1. What sample size is needed in order to detect a difference (i.e. to see an effect) of a particular size, given predetermined values for a and b? This question should be asked before you set up your experiment!

2. What sample size would have been needed in order to detect a difference (i.e. to see an effect) equal to that observed in your study given predetermined values for a and b? This question is usually asked after you finished your experiment.

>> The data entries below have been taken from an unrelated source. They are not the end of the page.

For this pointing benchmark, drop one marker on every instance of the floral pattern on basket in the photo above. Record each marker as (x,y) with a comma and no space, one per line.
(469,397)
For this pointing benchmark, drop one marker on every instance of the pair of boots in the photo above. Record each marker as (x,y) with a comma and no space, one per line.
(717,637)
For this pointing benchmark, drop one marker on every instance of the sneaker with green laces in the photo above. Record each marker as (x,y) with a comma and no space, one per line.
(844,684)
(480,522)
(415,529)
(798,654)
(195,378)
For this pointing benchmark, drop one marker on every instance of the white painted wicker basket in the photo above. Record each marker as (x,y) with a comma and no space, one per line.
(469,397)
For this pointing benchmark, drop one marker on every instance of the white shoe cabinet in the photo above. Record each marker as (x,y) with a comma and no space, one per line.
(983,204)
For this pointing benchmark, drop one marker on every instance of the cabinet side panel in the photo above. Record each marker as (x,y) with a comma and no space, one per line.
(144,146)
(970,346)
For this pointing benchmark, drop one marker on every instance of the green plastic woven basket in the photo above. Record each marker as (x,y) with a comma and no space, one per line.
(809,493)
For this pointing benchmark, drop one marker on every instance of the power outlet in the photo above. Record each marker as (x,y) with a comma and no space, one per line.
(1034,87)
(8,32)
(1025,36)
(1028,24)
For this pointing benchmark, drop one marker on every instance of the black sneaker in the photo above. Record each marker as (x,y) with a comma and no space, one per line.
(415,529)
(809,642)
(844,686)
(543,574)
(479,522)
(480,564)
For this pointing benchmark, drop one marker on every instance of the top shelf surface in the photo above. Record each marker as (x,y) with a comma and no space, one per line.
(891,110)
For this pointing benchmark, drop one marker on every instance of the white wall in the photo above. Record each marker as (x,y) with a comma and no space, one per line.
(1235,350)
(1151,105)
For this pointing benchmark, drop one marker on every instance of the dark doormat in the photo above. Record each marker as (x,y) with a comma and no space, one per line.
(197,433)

3. What is the smallest difference (effect size) that you could have detected, given your sample size, and defined values for a and b? Also a post-hoc question.

4. Given your actual sample size, a-level, and effect size, what was the power of your experiment? Asked post-hoc, often with discouraging answers.

Required reading
Ottenbacher, K. J. 1996. The power of replications and the replications of power. The American Statistician 50: 271-275.
Peterman, R. M. 1990. The importance of reporting statistical power: the forest decline and acidic deposition example. Ecology 71: 2024-2027.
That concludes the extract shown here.